Valentine's Day Flowers
- Flowers became associated with Valentine's Day in the Middle Ages. By the 1800s, the practice of giving flowers and cards at Valentine's Day was widespread throughout America. The significance of flowers at this time of year may go back further than that. In ancient Rome, Lupercalia was a mid-February festival celebrating love and fertility. Flowers were a symbol for fertility. The red rose, the flower most widely connected with romantic love, was associated with Venus, the Roman goddess of love, and mother of Valentine's Day's favorite character: Cupid.

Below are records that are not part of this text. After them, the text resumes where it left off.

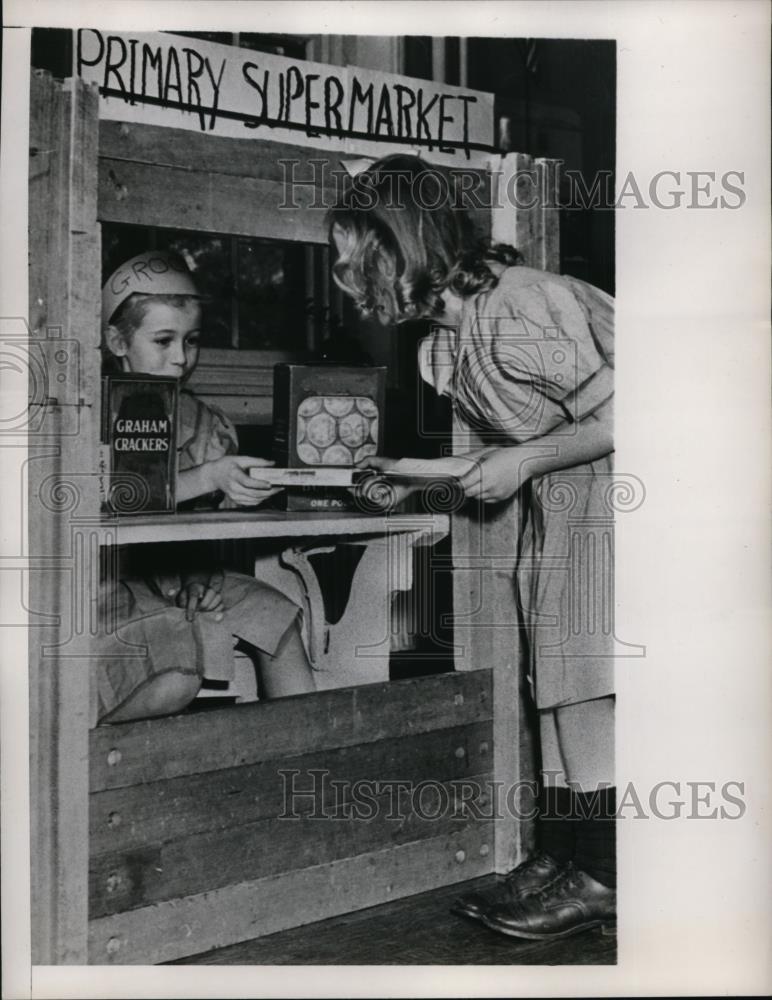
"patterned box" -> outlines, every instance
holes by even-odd
[[[351,467],[383,451],[386,369],[282,364],[274,368],[273,458],[281,468]],[[280,494],[286,510],[351,510],[348,490]]]

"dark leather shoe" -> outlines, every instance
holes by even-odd
[[[510,937],[551,941],[616,923],[617,894],[569,862],[537,893],[487,910],[486,927]]]
[[[454,901],[451,913],[470,920],[482,920],[492,906],[510,904],[543,889],[560,872],[560,865],[540,851],[507,875],[503,882],[485,892],[469,892]]]

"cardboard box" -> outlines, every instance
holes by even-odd
[[[177,379],[116,374],[102,379],[102,509],[112,514],[176,510]]]
[[[273,458],[281,468],[351,467],[383,451],[386,369],[281,364],[274,368]],[[291,511],[350,511],[350,490],[303,486],[279,494]]]

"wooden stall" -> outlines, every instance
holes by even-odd
[[[309,208],[313,191],[301,192],[300,208],[278,207],[280,161],[314,156],[302,139],[100,120],[99,100],[81,79],[33,73],[29,350],[42,373],[30,385],[27,484],[33,961],[170,961],[506,870],[528,828],[506,815],[494,821],[486,788],[533,771],[516,710],[516,504],[484,518],[100,513],[102,227],[317,247],[327,236],[323,213]],[[492,157],[485,183],[524,165],[532,164]],[[534,169],[546,176],[549,165]],[[485,215],[530,263],[556,266],[554,212]],[[224,353],[204,352],[199,391],[237,422],[265,423],[270,368],[281,358],[245,352],[235,369]],[[454,447],[465,450],[471,437],[457,425]],[[456,669],[389,681],[391,595],[411,585],[412,550],[449,530]],[[272,559],[283,552],[301,562],[314,547],[370,546],[337,646],[332,632],[325,679],[314,694],[89,730],[100,552],[187,537],[248,539]],[[297,577],[291,566],[282,572]],[[365,607],[379,609],[380,631]],[[355,653],[347,666],[345,648]],[[422,782],[417,800],[406,783]]]

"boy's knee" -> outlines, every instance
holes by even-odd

- Aside from their spring fertility connection, flowers have long been used in literature and mythology to symbolize feelings and emotions. Different types of flowers communicate different messages from the sender to the receiver. On Valentine's Day, a day set aside for expressions of love, flowers are an appropriate gift to tell someone how you feel about him. The type of flower you choose has significance, as well as the color. Each shade is supposed to convey a specific message.
- Traditionally, carnations are for remembrance, and forget-me-nots beg remembrance. Chrysanthemums herald a secret admirer, while tulips make a bold declaration of love. Violets ask for faithfulness, pansies show the receiver is being thought of often, and daisies show innocent affection. Lilacs are given to a first love, lilies to a forever love. Roses, the cream of the crops of Valentine's Day flowers, always symbolize love, but their color distinguishes the type of love: Pink is for affection, yellow for friendship, white for pure and innocent love, and red for passionate, romantic love.
- According to the Aboutflowers.com press room, Valentine's Day is the biggest day for fresh flower purchases each year, making up more than a third of all annual fresh flower purchases. Men are twice as likely to give flowers than women, though women are more likely to purchase flowers for themselves than men are.
- As "going green" is becoming a goal of more people, how flowers are grown and handled is becoming as important as how pretty they are or what they might symbolize. Many growers and flower retailers are responding to demands from consumers that flowers be organic, grown without harmful pesticides and chemicals, and in environmentally responsible ways. Socially conscious consumers are also seeking flowers guaranteed not to come from exploited laborers and that meet fair-trade premiums.